Queering materiality and language, Pablo Vindel reimagines presence, absence, and belonging—crafting spaces of and for transformation.
Sujeta fuerte el mimbre explores the fragility of material and memory. Crafted from hand-braided buff wicker and hand-tooled leather, the piece honors the endangered tradition of wicker weaving from the Cuenca region, Spain. The title, «Hold the Wicker Tight,» speaks to the urgency of preserving heritage while confronting its vulnerability in the face of modernity.
The work may exist in sculptural form in a gallery. But in performance, the artist wears the woven mask, its frayed edges unfurling to reveal a blooming, concealed form. This act of covering and revealing suggests what we protect, what we risk losing, and what may emerge from that loss.

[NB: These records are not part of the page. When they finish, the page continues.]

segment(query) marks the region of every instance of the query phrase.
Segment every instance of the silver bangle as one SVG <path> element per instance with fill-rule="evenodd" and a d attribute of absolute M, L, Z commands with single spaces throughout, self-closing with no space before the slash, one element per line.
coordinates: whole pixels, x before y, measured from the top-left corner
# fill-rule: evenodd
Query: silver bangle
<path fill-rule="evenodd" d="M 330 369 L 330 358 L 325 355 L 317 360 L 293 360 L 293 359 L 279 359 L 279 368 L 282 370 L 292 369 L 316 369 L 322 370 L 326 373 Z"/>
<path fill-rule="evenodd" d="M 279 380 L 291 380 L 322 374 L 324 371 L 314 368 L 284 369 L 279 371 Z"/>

The performance is layered with a recitation of La Copa de un Pino («The Crown of a Pine Tree»), a poem written by the artist’s late mother in 1976, during Spain’s delicate transition to democracy. This recitation also forges an intimate connection with Jewelry for healing son. As the artist recites her mother’s words while wearing the mask, the performance becomes a bridge between past and present, reckoning with both personal and collective histories of transformation.
Ultimately, the woven wicker mask, with its open structure, serves as both shield and amplifier. Its loose ends suggest that fragmentation, often seen as destruction, can be generative. Sujeta fuerte el mimbre reflects the fragility of tradition in a rapidly changing world while embracing the regenerative potential of rupture—the ways culture, memory, and identity can evolve.